EDIT: See zacherates below, who has some nice edits. Two heads are better than one!
Regular expressions are a great solution to this problem:
>>> import re
>>> s = 'Michael Schenker Group (House of Blues Dallas 3/26'
>>> re.match(r'(.*) \((.*) (\d+/\d+)', s).groups()
('Michael Schenker Group', 'House of Blues Dallas', '3/26')
As a side note, you might want to look at the Universal Feed Parser for handling the RSS parsing as feeds have a bad habit of being malformed.
Edit
In regards to your comment... The strings occasionally being wrapped in "s rather than 's has to do with the fact that you're using repr. The repr of a string is usually delimited with 's, unless that string contains one or more 's, where instead it uses "s so that the 's don't have to be escaped:
>>> "Hello there"
'Hello there'
>>> "it's not its"
"it's not its"
Notice the different quote styles.
Regarding the repr(item.title[0:-1]) part, not sure where you got that from but I'm pretty sure you can simply use item.title. All you're doing is removing the last char from the string and then calling repr() on it, which does nothing.

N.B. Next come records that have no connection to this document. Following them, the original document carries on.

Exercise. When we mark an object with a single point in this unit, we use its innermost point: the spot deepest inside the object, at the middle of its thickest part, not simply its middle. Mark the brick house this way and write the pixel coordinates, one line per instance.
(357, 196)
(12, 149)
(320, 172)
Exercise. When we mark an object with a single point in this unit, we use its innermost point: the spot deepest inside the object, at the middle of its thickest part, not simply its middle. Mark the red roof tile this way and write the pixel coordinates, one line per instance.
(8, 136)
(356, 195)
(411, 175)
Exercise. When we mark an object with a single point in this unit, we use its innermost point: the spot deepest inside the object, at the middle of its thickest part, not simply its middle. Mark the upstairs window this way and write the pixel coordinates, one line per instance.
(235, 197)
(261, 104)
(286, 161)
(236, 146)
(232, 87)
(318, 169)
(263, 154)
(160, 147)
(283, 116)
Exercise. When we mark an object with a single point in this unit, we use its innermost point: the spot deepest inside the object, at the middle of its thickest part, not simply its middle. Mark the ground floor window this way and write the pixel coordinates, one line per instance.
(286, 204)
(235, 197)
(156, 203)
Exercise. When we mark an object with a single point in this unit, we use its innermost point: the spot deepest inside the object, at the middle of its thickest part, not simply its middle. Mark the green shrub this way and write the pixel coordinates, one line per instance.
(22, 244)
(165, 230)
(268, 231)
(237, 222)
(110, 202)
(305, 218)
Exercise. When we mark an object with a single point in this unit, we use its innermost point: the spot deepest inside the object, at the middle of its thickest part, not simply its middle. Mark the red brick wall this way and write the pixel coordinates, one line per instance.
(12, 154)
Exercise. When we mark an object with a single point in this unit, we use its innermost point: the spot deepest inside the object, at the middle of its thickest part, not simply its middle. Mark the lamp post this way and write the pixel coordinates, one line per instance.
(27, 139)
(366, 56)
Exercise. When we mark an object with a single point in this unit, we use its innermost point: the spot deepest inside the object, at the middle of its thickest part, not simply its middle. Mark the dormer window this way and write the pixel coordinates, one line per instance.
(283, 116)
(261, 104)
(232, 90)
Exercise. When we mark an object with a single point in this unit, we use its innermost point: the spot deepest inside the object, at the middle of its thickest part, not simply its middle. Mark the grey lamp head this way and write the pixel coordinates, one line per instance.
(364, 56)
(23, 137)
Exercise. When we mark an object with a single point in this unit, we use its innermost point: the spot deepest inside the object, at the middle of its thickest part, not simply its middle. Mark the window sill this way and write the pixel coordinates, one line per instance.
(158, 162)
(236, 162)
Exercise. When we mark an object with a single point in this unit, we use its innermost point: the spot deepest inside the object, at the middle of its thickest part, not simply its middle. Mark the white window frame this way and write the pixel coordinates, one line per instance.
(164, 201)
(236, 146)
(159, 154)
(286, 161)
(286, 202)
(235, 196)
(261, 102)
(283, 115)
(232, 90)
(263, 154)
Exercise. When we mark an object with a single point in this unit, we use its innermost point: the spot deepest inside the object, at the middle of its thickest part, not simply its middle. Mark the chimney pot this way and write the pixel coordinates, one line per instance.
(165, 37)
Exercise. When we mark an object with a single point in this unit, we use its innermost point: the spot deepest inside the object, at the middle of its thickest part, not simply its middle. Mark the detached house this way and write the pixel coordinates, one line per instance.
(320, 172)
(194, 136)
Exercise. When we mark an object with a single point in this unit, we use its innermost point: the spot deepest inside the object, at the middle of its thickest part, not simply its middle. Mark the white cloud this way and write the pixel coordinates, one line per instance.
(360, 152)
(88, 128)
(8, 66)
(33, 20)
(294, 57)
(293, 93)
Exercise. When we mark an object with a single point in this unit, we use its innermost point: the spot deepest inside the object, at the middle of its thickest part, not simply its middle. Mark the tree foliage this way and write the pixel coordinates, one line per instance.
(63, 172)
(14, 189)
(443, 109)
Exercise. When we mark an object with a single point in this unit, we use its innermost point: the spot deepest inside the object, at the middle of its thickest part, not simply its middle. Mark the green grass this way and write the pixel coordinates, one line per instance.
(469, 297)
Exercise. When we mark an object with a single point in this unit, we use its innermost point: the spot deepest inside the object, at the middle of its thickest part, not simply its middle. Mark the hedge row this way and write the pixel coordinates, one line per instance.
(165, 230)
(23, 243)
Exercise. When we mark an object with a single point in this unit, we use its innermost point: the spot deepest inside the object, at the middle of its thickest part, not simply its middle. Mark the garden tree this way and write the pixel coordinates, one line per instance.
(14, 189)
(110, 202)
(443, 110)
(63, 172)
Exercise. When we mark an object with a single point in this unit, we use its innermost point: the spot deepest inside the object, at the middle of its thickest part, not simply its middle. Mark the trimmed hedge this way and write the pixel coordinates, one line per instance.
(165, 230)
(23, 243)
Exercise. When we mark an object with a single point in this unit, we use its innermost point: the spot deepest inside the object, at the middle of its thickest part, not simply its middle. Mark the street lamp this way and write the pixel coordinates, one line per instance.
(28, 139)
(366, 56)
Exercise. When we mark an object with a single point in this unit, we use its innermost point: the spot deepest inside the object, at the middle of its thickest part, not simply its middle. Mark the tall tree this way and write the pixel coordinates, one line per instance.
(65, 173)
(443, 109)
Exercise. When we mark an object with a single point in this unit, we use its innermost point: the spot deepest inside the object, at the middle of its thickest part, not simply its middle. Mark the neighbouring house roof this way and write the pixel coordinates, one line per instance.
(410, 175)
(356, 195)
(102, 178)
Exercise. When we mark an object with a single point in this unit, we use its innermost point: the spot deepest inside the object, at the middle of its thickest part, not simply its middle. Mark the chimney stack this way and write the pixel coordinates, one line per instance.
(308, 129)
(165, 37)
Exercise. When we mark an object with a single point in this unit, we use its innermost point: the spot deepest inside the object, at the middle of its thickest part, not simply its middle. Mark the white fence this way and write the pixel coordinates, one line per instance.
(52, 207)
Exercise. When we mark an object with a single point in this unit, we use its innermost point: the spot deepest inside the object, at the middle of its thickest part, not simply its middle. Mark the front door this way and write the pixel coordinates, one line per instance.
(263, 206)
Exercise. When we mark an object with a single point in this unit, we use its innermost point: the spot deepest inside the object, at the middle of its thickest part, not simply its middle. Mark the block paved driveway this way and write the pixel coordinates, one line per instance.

Your code should look something like this:
import geocoders # from GeoPy
us = geocoders.GeocoderDotUS()
import feedparser # from www.feedparser.org
feedurl = "http://www.tourfilter.com/dallas/rss/by_concert_date"
feed = feedparser.parse(feedurl)
lines = []
for entry in feed.entries:
m = re.search(r'(.*) \((.*) (\d+/\d+)\)', entry.title)
if m:
bandRaw, venue, date = m.groups()
if band == bandRaw:
place, (lat, lng) = us.geocode(venue + ", Dallas, TX")
lines.append(",".join([band, venue, date, lat, lng]))
result = "\n".join(lines)
EDIT: replaced list with lines as the var name. list is a builtin and should not be used as a variable name. Sorry.